Now consider f(4). Instead of the difference between two squares needing to be $100$, the difference must now be $10000$. This first happens at $x\ge 5,000$. After this point, similarly, $\sqrt{10000}=100$ more numbers are needed to make the $10^4$th's place go up by $2$. This will take place at $\left(5000+100\right)^2=5100^2= 26010000$. Removing the last four digits (the zeros) and subtracting one yields $2600$ for the skipped value.

In general, each new value of f will add two digits to the "$5$" and one digit to the "$1$". This means that the last number Bernardo writes for $k=6$ is $\left(500000+1000\right)^2$, the last for $k = 8$ will be $\left(50,000,000+10,000\right)^2$, and so on until $k=2016$. Removing the last $k$ digits as Silvia does will be the same as removing $k/2$ trailing zeroes on the number to be squared. This means that the last number on the board for $k=6$ is $5001^2$, $k=8$ is $50001^2$, and so on. So the first missing number is $5001^2-1$,$50001^2-1$, etc. The squaring will make a "$25$" with two more digits than the last number, a "$10$" with one more digit, and a "$1$". The missing number is one less than that, so the "1" will be subtracted from $f(k)$. In other words, $f(k) = 25\cdot 10^{k-2}+1\cdot 10^{k/2}$.

Therefore:

\[f(2) =35 =25 +10\] \[f(4) =2600 =2500 +100\] \[f(6) =251000 =250000 +1000\] \[f(8) = 25010000 = 25000000 + 10000\]
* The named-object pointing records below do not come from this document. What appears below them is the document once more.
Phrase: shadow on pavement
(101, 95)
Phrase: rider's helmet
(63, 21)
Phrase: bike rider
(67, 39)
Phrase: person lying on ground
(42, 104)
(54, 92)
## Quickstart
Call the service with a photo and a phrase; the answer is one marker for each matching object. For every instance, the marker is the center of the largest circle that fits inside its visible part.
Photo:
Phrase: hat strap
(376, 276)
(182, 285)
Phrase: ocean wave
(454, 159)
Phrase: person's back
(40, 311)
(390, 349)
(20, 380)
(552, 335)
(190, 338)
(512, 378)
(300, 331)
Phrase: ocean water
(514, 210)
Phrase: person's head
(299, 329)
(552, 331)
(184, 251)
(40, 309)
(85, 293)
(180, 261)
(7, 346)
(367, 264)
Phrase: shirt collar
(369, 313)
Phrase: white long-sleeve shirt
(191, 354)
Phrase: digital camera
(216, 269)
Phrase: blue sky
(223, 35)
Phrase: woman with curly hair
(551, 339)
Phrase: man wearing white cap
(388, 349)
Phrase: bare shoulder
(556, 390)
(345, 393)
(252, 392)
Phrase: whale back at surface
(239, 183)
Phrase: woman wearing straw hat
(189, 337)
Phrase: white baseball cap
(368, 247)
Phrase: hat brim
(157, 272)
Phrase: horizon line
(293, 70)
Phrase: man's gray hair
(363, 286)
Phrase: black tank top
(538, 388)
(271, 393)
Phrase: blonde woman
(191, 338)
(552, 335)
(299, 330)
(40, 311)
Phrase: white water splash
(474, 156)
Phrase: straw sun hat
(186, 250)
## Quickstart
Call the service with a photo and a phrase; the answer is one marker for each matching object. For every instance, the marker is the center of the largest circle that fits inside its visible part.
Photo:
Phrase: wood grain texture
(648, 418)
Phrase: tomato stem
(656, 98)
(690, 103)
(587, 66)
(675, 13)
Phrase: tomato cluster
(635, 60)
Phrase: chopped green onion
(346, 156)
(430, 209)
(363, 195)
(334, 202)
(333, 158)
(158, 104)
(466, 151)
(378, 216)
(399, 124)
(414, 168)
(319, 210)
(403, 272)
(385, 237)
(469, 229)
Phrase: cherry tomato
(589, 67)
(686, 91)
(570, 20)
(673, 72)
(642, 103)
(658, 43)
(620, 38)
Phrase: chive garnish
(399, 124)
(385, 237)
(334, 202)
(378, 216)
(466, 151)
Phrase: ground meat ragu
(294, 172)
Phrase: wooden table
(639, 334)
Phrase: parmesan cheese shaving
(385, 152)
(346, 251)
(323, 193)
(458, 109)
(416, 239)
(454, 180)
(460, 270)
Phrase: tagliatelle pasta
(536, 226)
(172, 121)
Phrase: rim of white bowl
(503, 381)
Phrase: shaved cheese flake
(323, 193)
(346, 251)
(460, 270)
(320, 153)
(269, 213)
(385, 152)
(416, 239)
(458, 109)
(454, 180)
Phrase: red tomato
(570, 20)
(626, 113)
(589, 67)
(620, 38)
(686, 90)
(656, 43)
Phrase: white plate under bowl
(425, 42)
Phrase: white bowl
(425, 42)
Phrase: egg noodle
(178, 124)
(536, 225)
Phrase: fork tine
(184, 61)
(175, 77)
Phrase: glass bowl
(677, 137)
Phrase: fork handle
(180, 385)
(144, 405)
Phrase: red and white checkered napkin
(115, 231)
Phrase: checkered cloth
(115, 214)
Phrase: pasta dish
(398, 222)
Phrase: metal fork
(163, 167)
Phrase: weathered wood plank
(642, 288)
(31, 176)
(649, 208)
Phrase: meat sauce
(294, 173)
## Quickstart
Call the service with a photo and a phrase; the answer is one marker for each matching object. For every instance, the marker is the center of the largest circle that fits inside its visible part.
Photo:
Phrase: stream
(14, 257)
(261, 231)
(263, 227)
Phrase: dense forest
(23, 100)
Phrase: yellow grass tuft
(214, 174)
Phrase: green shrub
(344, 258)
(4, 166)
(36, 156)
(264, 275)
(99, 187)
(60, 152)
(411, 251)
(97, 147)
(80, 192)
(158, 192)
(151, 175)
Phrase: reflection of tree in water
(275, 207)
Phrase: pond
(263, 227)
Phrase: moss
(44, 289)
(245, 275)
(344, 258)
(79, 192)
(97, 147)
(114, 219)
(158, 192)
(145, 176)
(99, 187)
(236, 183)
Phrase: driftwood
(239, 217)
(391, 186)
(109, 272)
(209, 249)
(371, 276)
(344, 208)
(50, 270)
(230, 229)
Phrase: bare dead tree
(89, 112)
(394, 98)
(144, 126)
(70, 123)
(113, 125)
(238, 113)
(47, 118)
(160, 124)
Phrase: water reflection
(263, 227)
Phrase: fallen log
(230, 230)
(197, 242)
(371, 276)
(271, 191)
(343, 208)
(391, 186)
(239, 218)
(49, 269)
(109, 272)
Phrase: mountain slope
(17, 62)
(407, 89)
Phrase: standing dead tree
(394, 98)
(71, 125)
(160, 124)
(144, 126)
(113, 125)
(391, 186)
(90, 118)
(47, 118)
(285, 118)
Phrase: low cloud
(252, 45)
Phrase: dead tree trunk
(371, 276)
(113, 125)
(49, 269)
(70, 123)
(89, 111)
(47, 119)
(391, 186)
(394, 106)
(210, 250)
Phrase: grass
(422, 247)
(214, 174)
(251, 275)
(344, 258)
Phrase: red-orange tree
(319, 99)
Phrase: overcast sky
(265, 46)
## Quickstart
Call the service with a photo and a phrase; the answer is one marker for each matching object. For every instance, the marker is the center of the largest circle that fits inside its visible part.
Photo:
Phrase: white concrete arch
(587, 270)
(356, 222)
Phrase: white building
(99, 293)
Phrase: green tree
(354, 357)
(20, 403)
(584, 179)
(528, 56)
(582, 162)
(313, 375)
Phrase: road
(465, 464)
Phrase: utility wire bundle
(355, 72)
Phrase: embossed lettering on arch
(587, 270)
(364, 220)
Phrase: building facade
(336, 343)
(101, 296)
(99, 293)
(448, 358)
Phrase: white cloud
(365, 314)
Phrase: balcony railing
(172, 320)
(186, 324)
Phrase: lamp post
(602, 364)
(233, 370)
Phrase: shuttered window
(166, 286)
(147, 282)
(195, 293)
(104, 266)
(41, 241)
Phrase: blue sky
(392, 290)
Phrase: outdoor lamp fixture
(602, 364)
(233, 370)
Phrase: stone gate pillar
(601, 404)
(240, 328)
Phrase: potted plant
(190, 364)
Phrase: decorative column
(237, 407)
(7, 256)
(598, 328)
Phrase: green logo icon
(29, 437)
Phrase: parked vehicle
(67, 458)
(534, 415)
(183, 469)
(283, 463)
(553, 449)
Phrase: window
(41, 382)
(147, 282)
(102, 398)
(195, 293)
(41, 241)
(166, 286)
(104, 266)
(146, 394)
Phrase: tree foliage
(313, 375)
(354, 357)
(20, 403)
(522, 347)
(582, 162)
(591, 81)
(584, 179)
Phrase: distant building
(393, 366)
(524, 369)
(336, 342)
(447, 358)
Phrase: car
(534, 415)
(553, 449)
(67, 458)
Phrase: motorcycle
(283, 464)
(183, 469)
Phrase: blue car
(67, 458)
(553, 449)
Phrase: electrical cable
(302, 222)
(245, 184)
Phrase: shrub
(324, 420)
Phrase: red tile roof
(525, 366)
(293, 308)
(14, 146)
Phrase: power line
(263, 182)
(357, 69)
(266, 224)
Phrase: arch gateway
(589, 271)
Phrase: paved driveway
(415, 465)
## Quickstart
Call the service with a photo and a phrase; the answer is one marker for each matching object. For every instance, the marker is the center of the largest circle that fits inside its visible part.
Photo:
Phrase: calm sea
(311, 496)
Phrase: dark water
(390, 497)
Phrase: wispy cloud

And so on. The sum $f(2) + f(4) + f(6) +\dots + f(2016)$ is:

$2.52525252525\dots 2525\cdot 10^{2015}$ + $1.11111\dots 110\cdot 10^{1008}$, with $2016$ repetitions each of "$25$" and "$1$". There is no carrying in this addition. Therefore each $f(k)$ adds $2 + 5 + 1 = 8$ to the sum of the digits. Since $2n = 2016$, $n = 1008$, and $8n = 8064$, or $\boxed{\textbf{(E)}\text{ 8064}}.